Google Cloud CRITICAL
Requests failing for Cloud Armor customers in asia-southeast1
March 9, 2023 · 09:30 AM UTC – 10:24 AM UTC · Duration: 54min
Affected Services
Cloud ArmorGoogle Cloud Networking
Timeline
12:07 AM
Incident Report
Summary
On Thursday, 9 March 2023, Cloud Armor experienced a service outage in the asia-southeast1 region for a duration of 49 minutes. To our Cloud Armor customers whose services were impacted during this disruption, we sincerely apologize. This is not the level of quality and reliability we strive to offer you, and we are taking immediate steps to improve the platform’s performance and availability.
Root Cause
Cloud Armor allows Google Cloud (GCP) customers to configure Web Application Firewall (WAF) and other application-level filtering policies to protect their applications and services exposed to the Internet via external HTTP(S) load balancers and TCP/SSL proxies. For every incoming request, Cloud Armor evaluates the user-configured security policy before it is proxied back to the customer backend. In order to evaluate the policy, Cloud Armor makes complex and computationally intensive evaluations based on customer supplied configurations at the edge of Google’s network. Policies can be changed by customers at any time, and changes propagate within minutes.
On Thursday, 9 March 2023 at 01:35 US/Pacific, a specific configuration was applied which, when combined with incoming traffic patterns, triggered a latent bug that resulted in a failure of Cloud Armor services in the asia-southeast1 region.
Remediation and Prevention
Google engineers were alerted to the issue by internal monitoring systems on 9 March 2023 at 01:43 US/Pacific and immediately started an investigation. At 02:16 US/Pacific, engineers identified a single customer configuration as the likely cause of the issue. At 02:20 US/Pacific, engineers removed and locked the configuration at which time the service began to recover. The service fully recovered by 02:24 US/Pacific on 9 March 2023.
Google is committed to quickly and continually improving our technology and operations to prevent service disruptions. We appreciate your patience and apologize again for any potential impact to your organization. We are taking immediate steps to prevent a recurrence and improve reliability in the future.
A fix for the latent bug has been deployed to production as of Friday, 17 March 2023.
More robust configuration validations and run time checks are being put in place, including manual testing and automated unit tests.

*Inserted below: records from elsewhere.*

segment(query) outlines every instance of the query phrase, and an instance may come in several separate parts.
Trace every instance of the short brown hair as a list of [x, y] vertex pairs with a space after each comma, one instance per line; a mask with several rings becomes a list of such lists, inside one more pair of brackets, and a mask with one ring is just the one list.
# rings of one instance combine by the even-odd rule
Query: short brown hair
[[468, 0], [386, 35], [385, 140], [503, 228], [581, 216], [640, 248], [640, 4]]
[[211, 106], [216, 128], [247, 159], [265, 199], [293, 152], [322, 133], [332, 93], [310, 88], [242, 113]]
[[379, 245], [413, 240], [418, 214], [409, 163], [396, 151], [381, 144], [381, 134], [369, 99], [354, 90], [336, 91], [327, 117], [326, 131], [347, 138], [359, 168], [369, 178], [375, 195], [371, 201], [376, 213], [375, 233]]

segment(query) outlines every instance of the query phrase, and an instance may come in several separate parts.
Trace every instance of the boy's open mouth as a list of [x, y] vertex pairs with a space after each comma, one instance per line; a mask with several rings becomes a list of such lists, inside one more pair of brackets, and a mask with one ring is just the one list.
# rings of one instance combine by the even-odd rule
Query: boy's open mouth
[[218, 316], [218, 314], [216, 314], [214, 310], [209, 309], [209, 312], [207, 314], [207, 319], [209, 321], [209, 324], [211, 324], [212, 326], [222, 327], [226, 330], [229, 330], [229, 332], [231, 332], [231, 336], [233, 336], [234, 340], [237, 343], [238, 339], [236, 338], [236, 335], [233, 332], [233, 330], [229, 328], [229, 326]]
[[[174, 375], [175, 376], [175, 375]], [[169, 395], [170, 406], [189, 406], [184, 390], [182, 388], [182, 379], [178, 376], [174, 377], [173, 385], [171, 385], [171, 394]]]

Detailed Description of Impact
On 9 March 2023 from 01:35 to 02:24 US/Pacific, approximately 50% of Cloud Armor customer security policies would not have been applied for projects in the asia-southeast1 region.
01:23 AM
Mini Incident Report
We apologize for the inconvenience this service disruption/outage may have caused. We would like to provide some information about this incident below. Please note, this information is based on our best knowledge at the time of posting and is subject to change as our investigation continues. If you have experienced impact outside of what is listed below, please reach out to Google Cloud Support using https://cloud.google.com/support ..
(All Times US/Pacific)
Incident Start: 09 March, 2023 01:35
Incident End: 09 March, 2023 02:24
Duration: 49 minutes
Affected Services and Features:
Cloud Armor
Regions/Zones: asia-southeast1
Description:
Cloud Armor experienced failed requests and customer policies were unable to be applied. The preliminary root cause appears to be due to a configuration issue in conjunction with high incoming traffic. Google will be completing a full Incident Report in the following days that will provide a full root cause.
Customer Impact:
Customers experienced failed requests and Cloud Armor customer policies were not being applied.
10:34 AM
The issue with Cloud Armor has been resolved for all affected users as of Thursday, 2023-03-09 02:30 US/Pacific.

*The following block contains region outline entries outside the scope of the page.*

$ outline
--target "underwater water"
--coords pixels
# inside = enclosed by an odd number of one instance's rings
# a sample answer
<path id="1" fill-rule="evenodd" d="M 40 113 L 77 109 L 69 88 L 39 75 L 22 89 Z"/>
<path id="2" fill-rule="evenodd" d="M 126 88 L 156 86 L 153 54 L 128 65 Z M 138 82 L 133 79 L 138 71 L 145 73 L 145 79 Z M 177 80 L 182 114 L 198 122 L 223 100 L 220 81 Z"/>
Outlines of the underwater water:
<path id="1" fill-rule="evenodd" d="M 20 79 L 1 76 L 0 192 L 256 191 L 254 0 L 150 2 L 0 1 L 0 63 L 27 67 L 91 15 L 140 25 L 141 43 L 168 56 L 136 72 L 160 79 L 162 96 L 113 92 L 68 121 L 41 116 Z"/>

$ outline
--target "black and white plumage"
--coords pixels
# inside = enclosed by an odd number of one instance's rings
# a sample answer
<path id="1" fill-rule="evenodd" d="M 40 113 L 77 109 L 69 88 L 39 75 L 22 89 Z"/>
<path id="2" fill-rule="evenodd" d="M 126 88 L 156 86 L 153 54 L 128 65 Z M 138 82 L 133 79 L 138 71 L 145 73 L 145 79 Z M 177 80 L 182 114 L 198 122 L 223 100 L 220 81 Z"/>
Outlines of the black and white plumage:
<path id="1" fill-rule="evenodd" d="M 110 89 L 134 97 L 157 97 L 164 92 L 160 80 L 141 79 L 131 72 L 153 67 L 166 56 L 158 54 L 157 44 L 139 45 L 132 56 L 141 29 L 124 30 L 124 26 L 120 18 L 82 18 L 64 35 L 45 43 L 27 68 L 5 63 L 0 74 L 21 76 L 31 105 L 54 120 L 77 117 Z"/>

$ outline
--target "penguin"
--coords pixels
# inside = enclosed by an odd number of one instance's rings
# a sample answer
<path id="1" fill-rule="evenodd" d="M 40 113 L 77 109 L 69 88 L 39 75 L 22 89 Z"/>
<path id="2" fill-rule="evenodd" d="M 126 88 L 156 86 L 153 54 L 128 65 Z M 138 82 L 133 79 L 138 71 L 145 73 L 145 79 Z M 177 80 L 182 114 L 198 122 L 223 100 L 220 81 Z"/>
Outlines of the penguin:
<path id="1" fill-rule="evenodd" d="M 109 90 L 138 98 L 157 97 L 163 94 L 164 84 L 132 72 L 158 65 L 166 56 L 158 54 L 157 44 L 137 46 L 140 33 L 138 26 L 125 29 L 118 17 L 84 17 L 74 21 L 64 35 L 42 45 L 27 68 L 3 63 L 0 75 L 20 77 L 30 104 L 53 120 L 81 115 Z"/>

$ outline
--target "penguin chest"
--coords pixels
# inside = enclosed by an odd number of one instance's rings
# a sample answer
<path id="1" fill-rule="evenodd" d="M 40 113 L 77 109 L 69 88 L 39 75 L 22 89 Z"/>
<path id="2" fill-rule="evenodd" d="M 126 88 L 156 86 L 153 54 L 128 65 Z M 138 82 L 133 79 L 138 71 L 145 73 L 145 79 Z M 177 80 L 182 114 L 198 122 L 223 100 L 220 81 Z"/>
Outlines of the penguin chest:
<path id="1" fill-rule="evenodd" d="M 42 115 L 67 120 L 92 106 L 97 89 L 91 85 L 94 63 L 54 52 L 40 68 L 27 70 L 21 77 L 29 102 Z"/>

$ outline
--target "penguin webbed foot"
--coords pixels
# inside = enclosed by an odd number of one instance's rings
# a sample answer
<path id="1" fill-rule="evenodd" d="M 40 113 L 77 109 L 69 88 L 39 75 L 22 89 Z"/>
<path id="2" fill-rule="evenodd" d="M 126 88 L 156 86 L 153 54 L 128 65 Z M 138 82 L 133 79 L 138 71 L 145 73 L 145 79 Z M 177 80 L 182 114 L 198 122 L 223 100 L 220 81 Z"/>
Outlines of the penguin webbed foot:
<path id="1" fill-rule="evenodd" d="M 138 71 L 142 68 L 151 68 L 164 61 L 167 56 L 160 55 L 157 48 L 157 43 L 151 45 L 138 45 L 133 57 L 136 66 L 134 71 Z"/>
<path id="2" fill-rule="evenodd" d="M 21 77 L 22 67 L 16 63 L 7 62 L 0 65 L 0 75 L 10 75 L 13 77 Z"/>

We thank you for your patience while we worked on resolving the issue.
10:25 AM
Summary: Requests failing for Cloud Armor customers in asia-southeast1
Description: We are experiencing an issue with Cloud Armor.
Our engineering team continues to investigate the issue.
We will provide an update by Thursday, 2023-03-09 03:30 US/Pacific with current details.
We apologize to all who are affected by the disruption.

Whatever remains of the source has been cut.